Earlier this week, we reported on the decision by District 300 administration in suburban Chicago, Illinois, to cancel Hampshire High School’s spring musical The Prom. Dozens of people showed up on Tuesday night at the district’s school board meeting to express their dismay at the decision. It is a school board meeting public comment session worth watching, filled with people across the community defending the rights of these students to perform the show and volunteering to help develop a comprehensive safety plan to ensure everyone participating and attending will have no worries. It is the kind of outpouring of love and support for LGBTQ+ students that all communities should experience. Public comment begins at minute 30:
The key reason that administration elected to cancel the show was safety. The district worried that with several instances of harassment, bullying, and targeting of LGBTQ+ students over the past year, they would be unable to protect students with the play. However, as the public comments made clear, the administration also did not reach out to the various communities that feed into Hampshire High School to ask whether or not they could develop a plan together. Further, many parents who spoke asked why, if safety had been a concern for so long, a safety plan had not been a priority until now.
Though the board did not change their decision at the meeting, the board has now reversed course and The Prom will go on at Hampshire High School this spring.
Superintendent Susan Harkin met with students on Thursday to deliver the news. She offered a statement on the district’s website following the meeting–her second with students in a week.
“The most important factor in granting approval for the musical was the development of a comprehensive safety plan. Hampshire High School, with support from District 300, law enforcement, and the village of Hampshire, has developed a plan that provides the necessary protections for “The Prom” to be performed within a safe and supportive environment,” it reads, adding “This plan extends beyond the scheduled performance dates. It spans from today, the date of the announcement, and continues after the final show to effectively address any post-performance issues. The plan offers safeguards addressing a wide range of potential issues, including, but not limited to, potential harassment, bullying, and violence targeting LGBTQ+ students, performers, staff, and community members.”
The safety plan was a crucial part of the decision, and it’s one that district officials have had the opportunity–indeed, the necessity–to develop. The press release even states there are already school-level and district-level safety plans but “this production required an additional level of security due to a national rise in bullying, threats, and violence directed toward the LGBTQ+ community.” It is noteworthy that the district “cites” ABC News here about the rise of violence toward the LGBTQ+ community when there have been dozens of examples within the local area. Indeed, administration made it sound as though they themselves have a wealth of examples.
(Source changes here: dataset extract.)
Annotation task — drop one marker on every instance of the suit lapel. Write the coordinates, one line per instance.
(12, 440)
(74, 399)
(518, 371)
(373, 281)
District administration’s initial cancelation of The Prom highlights the continued censorship of creativity that has been on a steep rise since mid-2021. Although it is a victory for students, staff, and the communities of Hampshire High School that the decision has been reversed, it should never have happened in the first place.
“This is probably one of the best civics lessons I’ve ever had,” Henry Hanson, a Hampshire High School senior told the Daily Herald. “The power that you have with your voice is really strong, and I got to see that first hand.”
Dates and times of The Prom have not yet been announced, but it is likely that the show will not only sell out, but it may even encourage more performances than initially planned.